Preparation of porous and hollow Fe3O4@C spheres as an efficient anode material for a high-performance Li-ion battery

Carbon coated porous nanospheres (p-Fe3O4@C) were successfully synthesized by the pyrolysis treatment at 500 degrees C of glucose coated porous Fe3O4 spheres and used as an anode material for lithium-ion battery applications. Compared with pure porous Fe3O4 (p-Fe3O4), hollow Fe3O4 (h-Fe3O4) and carbon coated hollow Fe3O4 (h-Fe3O4@C), the as-prepared composite exhibited much better electrochemical performance with a high reversible capacity of 875 mA h g(-1) after 50 cycles at a current rate of 0.1 C. Even at a current rate of 1 C (1 C = 928 mA h g(-1)) and after 300 charge and discharge cycles, the reversible capacity was still as high as about 600 mA h g(-1).
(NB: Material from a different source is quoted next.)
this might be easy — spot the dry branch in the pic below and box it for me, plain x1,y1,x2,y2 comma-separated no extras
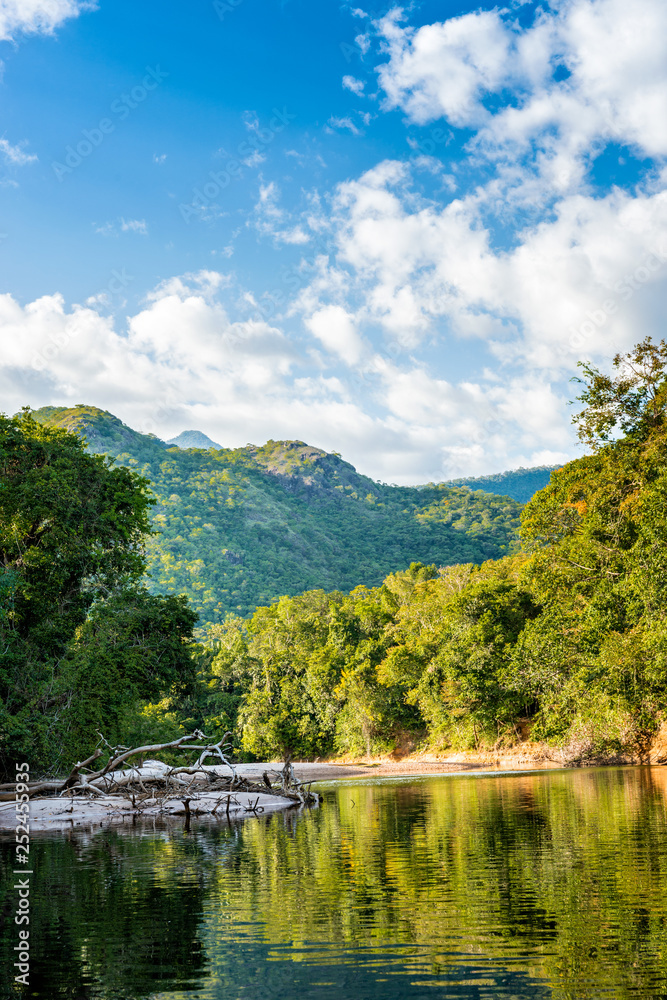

The improved lithium storage performance was attributed to the presence of an inner pore structure and the carbon layer of the p-Fe3O4@C granting extremely high mechanical support to the whole framework, which could not only prevent the large volume change of Fe3O4, but also improve the electrochemical activity and the stability of the material. The superior electrochemical properties of p-Fe3O4@C nanospheres means they might have promising applications in high performance Li-ion batteries.